We might be approaching the end of the viable life of this Moto X on which I type this entry. It’s a model that hit at the end of the summer of 2013, although I only bought mine in February 2014. It’s three generations and two versions of Android behind current. And it’s a colossal pain in the ass to run a dozen updates for apps every time I fire it up after a week or two. Hell, I’m lucky if it’s only a dozen. 

And yet this phone was week ahead of its time. 2 GB of RAM, so more apps could stay open at once. Separate co-processors to allow for always-listening voice command at a time when nobody at all had that. Awareness of whether you were walking or driving. The iPhone only got those features a couple years on, and still hasn’t adopted the power savings of AMOLED when they desperately could have used it – or reduced the bezels to fit a 4.7″ display in a one-handable phone. 

That’s one huge indictment of Google – they owned Motorola while this phone was developed, they had the most innovative new phone since the original iPhone, and they overpriced it and under-promoted it. Add it to the long list of things Google swore would change everything and got bored of within six months. And now I don’t even know when it’s going to get a security update. Forget about Android 6 or 7, this thing shipped with 4.2 – it’s a minor miracle it runs 5.1, even if it took a year to show up. 
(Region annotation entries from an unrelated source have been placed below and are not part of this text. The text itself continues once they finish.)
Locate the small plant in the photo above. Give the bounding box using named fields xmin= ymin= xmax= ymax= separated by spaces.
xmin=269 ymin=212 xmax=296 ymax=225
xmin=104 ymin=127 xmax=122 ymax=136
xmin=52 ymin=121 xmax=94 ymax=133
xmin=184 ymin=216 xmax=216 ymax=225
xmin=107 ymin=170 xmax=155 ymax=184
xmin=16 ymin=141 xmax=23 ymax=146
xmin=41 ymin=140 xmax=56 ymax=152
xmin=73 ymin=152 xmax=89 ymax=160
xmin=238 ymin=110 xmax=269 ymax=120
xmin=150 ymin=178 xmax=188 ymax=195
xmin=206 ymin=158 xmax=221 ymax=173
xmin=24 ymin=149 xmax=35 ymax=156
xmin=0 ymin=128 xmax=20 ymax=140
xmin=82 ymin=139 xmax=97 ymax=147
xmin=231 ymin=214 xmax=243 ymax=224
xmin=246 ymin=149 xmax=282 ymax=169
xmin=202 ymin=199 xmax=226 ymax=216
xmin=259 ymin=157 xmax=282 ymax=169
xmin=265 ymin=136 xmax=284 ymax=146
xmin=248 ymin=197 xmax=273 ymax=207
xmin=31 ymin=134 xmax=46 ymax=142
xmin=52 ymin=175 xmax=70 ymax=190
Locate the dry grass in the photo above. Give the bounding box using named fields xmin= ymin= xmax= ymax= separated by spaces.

But it’s an indictment. Because a couple months before the Moto X, I fell into the fortune of an iPad mini, the first with a retina display. That iPad has been my home laptop, for all intents and purposes, for two and a half years. And it got the upgrade to iOS 10. It’s running it now and running it just fine, and there are no signs it’ll need replacing anytime soon. 

Meanwhile, the Moto X is challenged. Part of it is just speed. It struggles to render Instagram contents in a timely fashion. It really struggles with RSS through Press, although that could be a function of the app. In fact, the real struggle is with anything that doesn’t have an iOS equivalent – apps like Swarm or Slack seem to behave a lot better than PocketCasts or Press. 

It still occupies that same space in my imagination. It’s almost a species of cosplay, a way of walking out the door with a completely different tether to the world. I won’t ever get rid of it, and I’ll keep fiddling with it for as long as I can. But as the phone that goes abroad, the phone that’s my personal phone, the iPhone SE has displaced it in every meaningful respect.